# Data Science for Social Justice Workshop: Preprocessing

* * * 

<div class="alert alert-success">  
    
### Learning Objectives 
    
* Understand why textual data needs to be preprocessed.
* Engage in common preprocessing tasks, such as lemmatization and phrase modeling.
* Distinguish between different Python packages for preprocessing.
</div>

### Icons Used in This Notebook
🔔 **Question**: A quick question to help you understand what's going on.<br>
🥊 **Challenge**: Interactive excersise. We'll work through these in the workshop!<br>
💡 **Tip**: How to do something a bit more efficiently or effectively.<br>
⚠️ **Warning:** Heads-up about tricky stuff or common mistakes.<br>

### Sections
1. [About This Workshop](#intro)
2. [Reading Data with Pandas](#read)
3. [Dropping Columns and Missing Values](#drop)
4. [Preprocessing Text Data with SpaCy](#clean)
5. [Phrase Modeling with Gensim](#gensim)
6. [Saving Data](#save)

<a id='intro'></a>

# About This Workshop

One of the most common types of data used in machine learning and data science is text data. This includes social media posts, novels, customer reviews, interview transcripts, and many others.
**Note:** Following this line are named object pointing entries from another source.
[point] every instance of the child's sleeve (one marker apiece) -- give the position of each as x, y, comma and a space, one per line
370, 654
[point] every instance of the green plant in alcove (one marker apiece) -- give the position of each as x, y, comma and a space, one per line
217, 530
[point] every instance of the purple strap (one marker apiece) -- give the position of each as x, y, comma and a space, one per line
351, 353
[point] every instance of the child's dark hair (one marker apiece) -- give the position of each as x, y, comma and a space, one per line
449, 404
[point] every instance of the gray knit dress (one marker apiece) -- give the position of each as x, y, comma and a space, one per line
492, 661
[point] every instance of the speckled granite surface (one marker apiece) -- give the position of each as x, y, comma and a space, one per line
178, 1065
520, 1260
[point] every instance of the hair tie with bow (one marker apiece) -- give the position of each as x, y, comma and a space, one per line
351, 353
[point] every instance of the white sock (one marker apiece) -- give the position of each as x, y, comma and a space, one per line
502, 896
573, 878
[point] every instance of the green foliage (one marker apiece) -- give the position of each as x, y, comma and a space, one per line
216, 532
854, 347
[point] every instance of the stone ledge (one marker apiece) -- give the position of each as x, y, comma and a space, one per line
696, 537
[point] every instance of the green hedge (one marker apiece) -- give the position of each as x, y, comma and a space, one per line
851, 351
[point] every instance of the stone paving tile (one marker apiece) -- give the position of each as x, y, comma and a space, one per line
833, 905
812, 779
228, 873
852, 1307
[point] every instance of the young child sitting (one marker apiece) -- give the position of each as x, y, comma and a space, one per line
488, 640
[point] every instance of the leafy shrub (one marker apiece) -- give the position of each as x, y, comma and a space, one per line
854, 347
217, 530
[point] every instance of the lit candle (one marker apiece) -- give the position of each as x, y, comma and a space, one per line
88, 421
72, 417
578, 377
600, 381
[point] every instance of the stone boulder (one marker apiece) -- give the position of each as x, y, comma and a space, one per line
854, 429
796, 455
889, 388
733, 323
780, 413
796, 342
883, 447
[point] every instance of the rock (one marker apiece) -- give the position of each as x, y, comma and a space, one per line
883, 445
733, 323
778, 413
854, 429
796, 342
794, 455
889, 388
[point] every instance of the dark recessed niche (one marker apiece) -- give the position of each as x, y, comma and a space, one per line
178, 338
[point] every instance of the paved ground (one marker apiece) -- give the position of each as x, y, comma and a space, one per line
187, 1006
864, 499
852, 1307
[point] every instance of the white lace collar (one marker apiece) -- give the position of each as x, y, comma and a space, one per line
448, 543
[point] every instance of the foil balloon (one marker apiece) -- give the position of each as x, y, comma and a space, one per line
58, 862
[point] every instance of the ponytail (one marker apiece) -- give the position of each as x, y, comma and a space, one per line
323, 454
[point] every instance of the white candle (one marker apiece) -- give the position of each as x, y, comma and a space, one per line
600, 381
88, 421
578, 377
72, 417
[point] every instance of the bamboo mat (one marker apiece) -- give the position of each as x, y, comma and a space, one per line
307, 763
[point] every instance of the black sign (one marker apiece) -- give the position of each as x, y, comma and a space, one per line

Text is a powerful source of information, but requires specific preprocessing in order to be used in machine learning contexts. In particular, machine learning algorithms are designed to work with numerical data, so the end goal of text preprocessing is to have numeric features associated with each text in the dataset. 

In this notebook we will go over a preprocessing **pipeline** (or series of sequential steps) for text, which is the first step that we need to take in order to analyze text using our data science techniques.

This notebook is designed to help you: 

1. Read, manipulate, and write `.csv` files in a `pandas` dataframe;
2. Preprocess text with the following key skills: tokenizing, stop-word removal, n-grams extraction, and lemmatization using `spaCy`;

In Python Fundamentals, you were introduced to the basics of the `pandas` package, which we will use extensively in this notebook. This module is designed to accelerate your coding skills so that you can use Python effectively for generating research results. However, if you have less experience with Python, some of this will be overwhelming. That's totally normal, since it takes more than a couple of hours to learn how to code! 

If you are feeling overwhelmed, it can be helpful to focus on the broader purpose of the functions in the notebook for now and how we can use them to further our research purposes, rather than the details of the algorithms. It can also help to remember that you don't need to memorize every function you want to use. Even programmers who have been working with Python for years will regularly refer to documentation and resources (like this notebook!) while they are developing a project. With time and experience as you progress through the notebooks you will get more comfortable with the Python code underlying this notebook.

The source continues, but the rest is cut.